Justo enfrente una enorme tienda de campaña proporcionada por el ejército espera a los viajeros; será su dormitorio a orillas del río Tajuña, que por esta zona ahora es coto de pesca. También hay un merendero que se muestra amigable a quienes busquen un lugar apacible. Es la Cibica, que no es un error ortográfico, si no como la nombran los lugareños por la zona, palabra llana y con b.

Tras el ajetreo y la gran caminata los viajeros se preparan para cenar y departir sobre las experiencias acumuladas. 

Laura Domínguez, cuenta que en este lugar tuvo la feliz idea de enseñar el viaje del alcarreño de Iría Flavia al mundo, lo que hoy es el "Jorney to teh Alcarria". Laura, además de mucha imaginación, se gasta las mejores baterías de resistencia y no ceja en su tarea de mantener a todo el mundo encantado, hecho que la internacional comitiva constata y le hace saber. “Todo el viaje es esencialmente eso, una experiencia enriquecedora que pretende mostrar lo que el Nobel gallego ya contase en un libro que abrió género literario y convirtió en guía para las generaciones en todo el mundo”.
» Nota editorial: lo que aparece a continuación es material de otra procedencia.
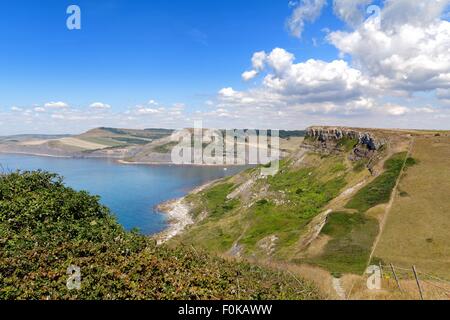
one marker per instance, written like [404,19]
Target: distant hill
[343,199]
[128,145]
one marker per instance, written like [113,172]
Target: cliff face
[334,134]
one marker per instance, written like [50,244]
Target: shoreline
[178,215]
[121,161]
[178,219]
[177,210]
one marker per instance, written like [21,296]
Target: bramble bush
[45,227]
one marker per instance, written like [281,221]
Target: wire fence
[408,280]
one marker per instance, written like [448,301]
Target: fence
[411,281]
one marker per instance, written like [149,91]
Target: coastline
[178,215]
[119,161]
[178,219]
[35,154]
[177,211]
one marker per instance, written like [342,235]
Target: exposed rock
[334,134]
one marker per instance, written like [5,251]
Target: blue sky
[164,63]
[130,51]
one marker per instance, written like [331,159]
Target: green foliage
[379,191]
[216,201]
[304,196]
[165,148]
[360,165]
[411,162]
[347,144]
[45,227]
[129,140]
[349,249]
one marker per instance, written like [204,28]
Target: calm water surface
[130,191]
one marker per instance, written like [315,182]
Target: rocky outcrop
[334,134]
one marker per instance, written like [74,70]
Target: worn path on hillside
[391,201]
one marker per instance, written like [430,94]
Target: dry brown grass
[417,229]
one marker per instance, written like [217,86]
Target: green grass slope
[45,227]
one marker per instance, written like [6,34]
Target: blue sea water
[130,191]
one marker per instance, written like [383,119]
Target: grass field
[352,236]
[417,229]
[379,191]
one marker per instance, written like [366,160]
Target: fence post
[396,278]
[381,270]
[418,282]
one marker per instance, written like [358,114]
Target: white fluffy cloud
[404,53]
[100,106]
[409,52]
[56,105]
[351,11]
[305,11]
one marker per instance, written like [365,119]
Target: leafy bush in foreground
[45,227]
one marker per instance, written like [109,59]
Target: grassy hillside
[257,217]
[45,227]
[417,227]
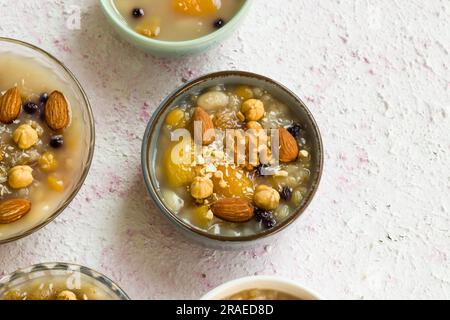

Los viajeros cenan junto al Tajuña con unos enormes chopos dando cobijo. La luz de los faroles se diluye apenas a unos metros de la larga mesa y los grillos más tempraneros ya cantan sus chismes a las estrellas. Al día siguiente el viaje a La Alcarria ha de proseguir  su camino hacia Cifuentes pero, eso será mañana, porque ahora, como a cela, a los viajeros ya les pesan los párpados.